Movie Review: "Violet & Daisy"
Rating: R (violence, disturbing behavior, language)
Length: 88 minutes
Release Date: May 3, 2013
Directed by: Geoffrey Fletcher
Stars: 3 out of 5
Imagine a world where some of the best assassins were made to look like innocent little girls who wouldn't harm a fly. That is the premise of "Violet & Daisy," a somewhat terrifying look into the life and unlawful work of two teenagers, Violet (Saoirse Ronan) and Daisy (Alexis Bledel), who take girly glee in murdering people for money.
At the start of the film, the girls are actually taking a much-needed vacation to enjoy some of the fruits of their murderous label. Their boss Russ (Danny Trejo) sweet talks them into coming back to work by promising them a huge paycheck. When they express hesitation, he explains how many dresses they can buy from the fashion line of their favorite pop star, Barbie Sunday (Cody Horn), with the money they make, which gets them to take the job. The mark this time is Michael (James Gandolfini), who is unlike any other man they have been ordered to kill in the past. At first glance, he seems like a very sweet and unassuming guy who has done nothing to deserve getting killed. This is in direct opposition to past targets, who were bad men who might have deserved what they got.
The girls make a plan to kill Michael as ordered, but they soon find themselves liking the guy. He bakes them cookies and tells his sad tale of woe, which includes the death of his beloved daughter. For the first time since they began killing for money, Daisy and Violet begin to feel true sympathy, and the emotional wall they have built up in order to be so good at their jobs begins to crumble. This is very dangerous, because Russ and his boss Iris (Marianne Jean-Baptiste) are none too happy about the girls' hesitation. When another set of killers is dispatched to come after Michael, the girls must decide if they want to off him themselves or save him from the other assassins.
Having teenage girls as assassins is nothing new in the movies, with several actresses, including Saoirse herself (in "Hannah") taking on these violent and youthful roles. One of the most memorable is Gogo Yubari from Quentin Tarantino's "Kill Bill, Volume I." The difference between the girls at the heart of "Violet & Daisy" and the others is that these two characters don't just look sweet and innocent; they act like little girls as well. Gogo may have presented herself as an unassuming teenager, but she would quickly pull out her chain whip to show how dangerous she was. Violet and Daisy do no such thing, wearing clothes that look like they belong on a doll and talking in babyish voices. This makes them more dangerous than Gogo and her counterparts could ever be.
Both Saoirse and Bledel do an admirable job as the leads, but perhaps the best performances come from Gandolfini and Trejo.
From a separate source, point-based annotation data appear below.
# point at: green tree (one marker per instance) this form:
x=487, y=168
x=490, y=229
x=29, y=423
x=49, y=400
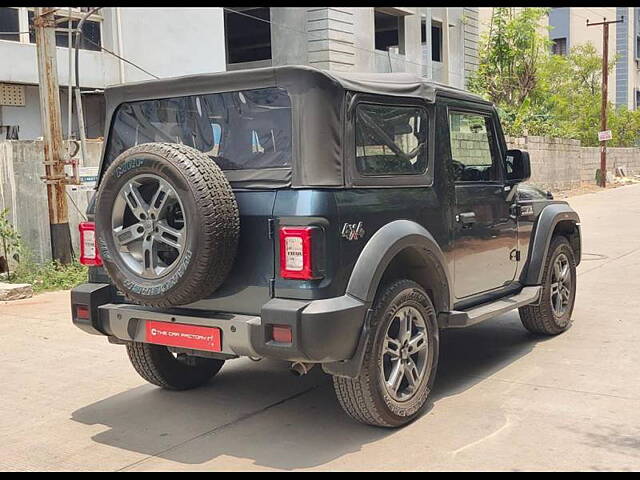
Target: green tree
x=9, y=240
x=510, y=53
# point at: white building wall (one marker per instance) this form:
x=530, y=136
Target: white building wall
x=170, y=41
x=167, y=42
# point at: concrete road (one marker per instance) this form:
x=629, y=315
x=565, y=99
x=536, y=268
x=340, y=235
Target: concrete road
x=503, y=400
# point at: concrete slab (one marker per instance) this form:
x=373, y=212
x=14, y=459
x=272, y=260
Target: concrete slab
x=503, y=400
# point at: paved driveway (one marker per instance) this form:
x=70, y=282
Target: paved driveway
x=503, y=399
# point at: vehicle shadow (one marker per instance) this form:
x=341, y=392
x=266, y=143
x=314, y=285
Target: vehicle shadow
x=259, y=411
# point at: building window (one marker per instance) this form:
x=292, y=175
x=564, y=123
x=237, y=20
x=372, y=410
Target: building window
x=436, y=41
x=559, y=46
x=9, y=23
x=248, y=34
x=389, y=32
x=90, y=40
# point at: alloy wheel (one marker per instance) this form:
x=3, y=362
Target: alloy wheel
x=560, y=297
x=404, y=354
x=148, y=226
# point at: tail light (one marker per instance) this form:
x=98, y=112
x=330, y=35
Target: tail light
x=89, y=254
x=295, y=253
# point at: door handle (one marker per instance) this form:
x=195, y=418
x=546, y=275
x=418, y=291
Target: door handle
x=466, y=218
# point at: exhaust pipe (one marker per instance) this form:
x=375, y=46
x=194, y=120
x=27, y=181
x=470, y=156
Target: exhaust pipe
x=301, y=368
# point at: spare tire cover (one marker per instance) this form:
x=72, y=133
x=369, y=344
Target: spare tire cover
x=167, y=224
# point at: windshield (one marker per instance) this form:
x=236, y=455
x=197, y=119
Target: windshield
x=249, y=129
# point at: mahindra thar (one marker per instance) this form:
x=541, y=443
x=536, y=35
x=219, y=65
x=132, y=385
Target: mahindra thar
x=339, y=219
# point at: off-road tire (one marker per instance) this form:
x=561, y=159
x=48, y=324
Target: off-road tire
x=211, y=216
x=157, y=365
x=365, y=398
x=540, y=319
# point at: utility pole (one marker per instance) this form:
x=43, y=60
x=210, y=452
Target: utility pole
x=605, y=87
x=54, y=158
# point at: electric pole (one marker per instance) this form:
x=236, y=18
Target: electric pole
x=605, y=87
x=55, y=177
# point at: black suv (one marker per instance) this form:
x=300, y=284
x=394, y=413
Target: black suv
x=318, y=218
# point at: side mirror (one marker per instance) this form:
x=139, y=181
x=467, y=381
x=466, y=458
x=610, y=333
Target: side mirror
x=517, y=166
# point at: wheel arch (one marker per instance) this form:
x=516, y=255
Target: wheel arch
x=555, y=219
x=402, y=249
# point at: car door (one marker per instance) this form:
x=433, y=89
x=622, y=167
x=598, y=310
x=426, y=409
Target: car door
x=484, y=232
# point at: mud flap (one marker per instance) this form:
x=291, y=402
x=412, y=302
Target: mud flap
x=351, y=368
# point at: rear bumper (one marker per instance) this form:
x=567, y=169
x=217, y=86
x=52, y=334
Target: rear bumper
x=323, y=331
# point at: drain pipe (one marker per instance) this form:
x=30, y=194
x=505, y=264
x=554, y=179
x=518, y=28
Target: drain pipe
x=79, y=111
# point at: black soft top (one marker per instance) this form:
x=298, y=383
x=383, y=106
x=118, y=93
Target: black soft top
x=317, y=99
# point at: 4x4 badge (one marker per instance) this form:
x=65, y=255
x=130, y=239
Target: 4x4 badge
x=353, y=231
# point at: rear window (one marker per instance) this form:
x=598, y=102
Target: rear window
x=390, y=140
x=249, y=129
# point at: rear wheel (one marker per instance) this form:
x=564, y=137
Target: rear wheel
x=552, y=315
x=400, y=360
x=157, y=365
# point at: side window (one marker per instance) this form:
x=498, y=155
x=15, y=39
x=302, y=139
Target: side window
x=391, y=140
x=473, y=149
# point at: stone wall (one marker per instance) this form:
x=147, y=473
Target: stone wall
x=23, y=192
x=562, y=164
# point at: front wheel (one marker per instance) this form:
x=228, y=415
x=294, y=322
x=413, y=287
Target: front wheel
x=553, y=313
x=157, y=365
x=400, y=360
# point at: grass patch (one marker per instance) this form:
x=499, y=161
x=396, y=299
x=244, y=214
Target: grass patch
x=49, y=276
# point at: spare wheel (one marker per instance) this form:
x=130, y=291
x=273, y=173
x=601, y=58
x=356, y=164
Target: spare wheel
x=167, y=224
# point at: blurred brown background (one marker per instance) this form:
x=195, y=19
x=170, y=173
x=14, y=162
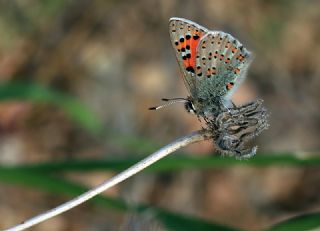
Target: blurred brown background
x=116, y=57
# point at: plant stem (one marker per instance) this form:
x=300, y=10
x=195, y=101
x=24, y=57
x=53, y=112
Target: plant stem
x=166, y=150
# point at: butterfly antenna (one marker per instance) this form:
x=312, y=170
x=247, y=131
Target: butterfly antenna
x=170, y=102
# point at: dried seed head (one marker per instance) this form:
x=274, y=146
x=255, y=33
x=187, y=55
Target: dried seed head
x=234, y=127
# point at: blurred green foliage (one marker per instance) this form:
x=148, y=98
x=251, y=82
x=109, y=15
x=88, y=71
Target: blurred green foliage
x=36, y=93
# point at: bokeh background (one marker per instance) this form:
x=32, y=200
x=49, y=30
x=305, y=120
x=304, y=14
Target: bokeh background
x=115, y=57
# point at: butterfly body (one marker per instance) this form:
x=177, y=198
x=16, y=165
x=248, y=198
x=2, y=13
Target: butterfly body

Gandolfini is probably best known as the patriarch of "The Sopranos," a mobster who committed many more murders than Violet and Daisy ever could. He usually plays the bad guy, or at least a questionable guy who might be bad. Here, he puts on a great display as Michael, who appears to be one of the good guys. He brings out emotions the girls never thought they had, which is not an easy thing for such cold, calculating assassins. Trejo looks gruff and mean, and has made a fortune playing up to those stereotypes. Here, he still looks gruff and mean, but he plays pat-a-cake with the girls. The sight of such a macho man playing childish clapping games with two teenagers who are arguably too old for such antics is hilarious. Somehow, Trejo makes it work, turning in one of the best performances over his considerable career.
Dark comedies are sometimes a hard sell, because they can easily step over the line and go from comedy to horror. In "Violet & Daisy," screenwriter Geoffrey Fletcher manages to avoid horror film territory, keeping the film light and funny despite its dark premise. He also directed the film, marking his directorial debut after previously being the screenwriter for "Precious," for which he won an Academy Award. Though both films have very dark overtones, "Violet & Daisy" is a fairly big departure from "Precious." It is an unexpected next move for Fletcher, who seems like he is trying to show movie executives that he can do a wide range of movie genres. He succeeds in showing his adaptability, because "Violet & Daisy" is equal parts unapologetically funny and slightly disturbing.